En effet, la mise en place du Mécanisme de Résolution Unique, est étalée dans le temps et complexe.
Étalée dans le temps tout d'abord car, malgré l'adoption du règlement MRU, il faudra attendre la mise en place du Fonds de résolution unique pour que les dispositions relatives à la résolution s'appliquent. Or, la mise en place du Fonds de résolution suppose la ratification de l'accord intergouvernemental (AIG) qui n'entrera en vigueur que lorsqu'il aura été ratifié par les États membres représentant 90 % des votes pondérés au sein de l'Union bancaire.
Complexe car le mécanisme de résolution des crises bancaires a été scindé en deux instruments juridiques : un règlement créant un mécanisme de résolution et un accord intergouvernemental (AIG), portant sur l'utilisation des fonds.

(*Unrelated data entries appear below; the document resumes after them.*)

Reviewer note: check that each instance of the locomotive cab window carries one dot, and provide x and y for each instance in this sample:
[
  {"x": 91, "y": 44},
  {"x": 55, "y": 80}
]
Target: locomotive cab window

La question du financement du fonds, qui sera doté à terme de 55 milliards d'euros, et de sa répartition nationale entre les banques de l'Union bancaire est rapidement apparue comme centrale au bon fonctionnement du mécanisme. La résolution adoptée par le Sénat avait d'ailleurs souligné l'importance des règles de contribution des banques au fonds de résolution unique et la nécessité de ne pas créer de distorsion entre les systèmes nationaux. C'est dans le même esprit que le Sénat a, lors de l'examen du projet de loi DDADUE visant notamment à adapter notre droit au règlement MRU, conditionné la participation de la France au MRU à l'issue des négociations sur les contributions nationales au fonds de résolution.
Ce paquet de mesures contient ainsi un acte délégué, qui correspond à l'appel des fonds, et un acte d'exécution, qui détermine le mécanisme de montée fort complexe au demeurant.
On le voit, ce mécanisme de résolution de crise est relativement complexe à mettre en oeuvre. En effet, à quels critères doit-on recourir pour déterminer la répartition entre les États ? Le total des actifs, c'est-à-dire le poids, qui est défavorable à la France puisque les établissements bancaires y sont de grande envergure, ou les actifs pondérés par les risques, puisqu'une banque, fût-elle de taille moyenne, peut s'avérer aussi dangereuse qu'une plus grande banque. Le choix de ces critères a occasionné un débat entre la France et l'Allemagne dont les petits établissements bancaires n'ont pas été pris en compte pour la détermination de la quote-part au fonds. Une telle démarche a ainsi occasionné une différence de participation entre la France, qui devait honorer une participation de l'ordre de 18 à 21 milliards d'euros, et l'Allemagne qui acceptait de participer à hauteur de 15 milliards d'euros. Cette situation a conduit la France à protester et le Sénat à voter une résolution, lors de l'examen par la commission des finances, de la loi DDADUE, précisant qu'il ne ratifierait pas ce traité tant que la clef de répartition ne serait pas satisfaisante. Notre démarche a semble-t-il fonctionné, dans la mesure où, comme le ministre l'a indiqué à la commission des finances, un accord a été trouvé avec son collègue M. Wolfgang Schäuble, sur une répartition plus équitable entre la France et l'Allemagne, mettant finalement à la charge du système bancaire français environ 15 milliards d'euros. Cet accord de principe n'a cependant pas fait, pour le moment, l'objet d'une confirmation formelle.
Les négociations se poursuivent à Bruxelles et elles restent délicates même si la présidence italienne de l'Union espère voir cette démarche aboutir avant la fin de l'année. Il me semble toutefois qu'un accord politique est possible, puisque une majorité qualifiée du Conseil est nécessaire pour s'opposer à cet acte délégué.
La position du Sénat sur ces points a été largement prise en compte par le Gouvernement. Nous avions également souligné la nécessité de mettre en place un « filet » de financement permettant de recapitaliser des banques en utilisant le mécanisme européen de stabilité (MES), puisque, pour le moment, le MES ne peut être utilisé pour recapitaliser les banques. Nous avions d'ailleurs proposé que ce fonds de résolution dispose de sa propre capacité d'emprunt. La réalisation de ces deux propositions n'a pas, pour l'heure, connu d'avancée.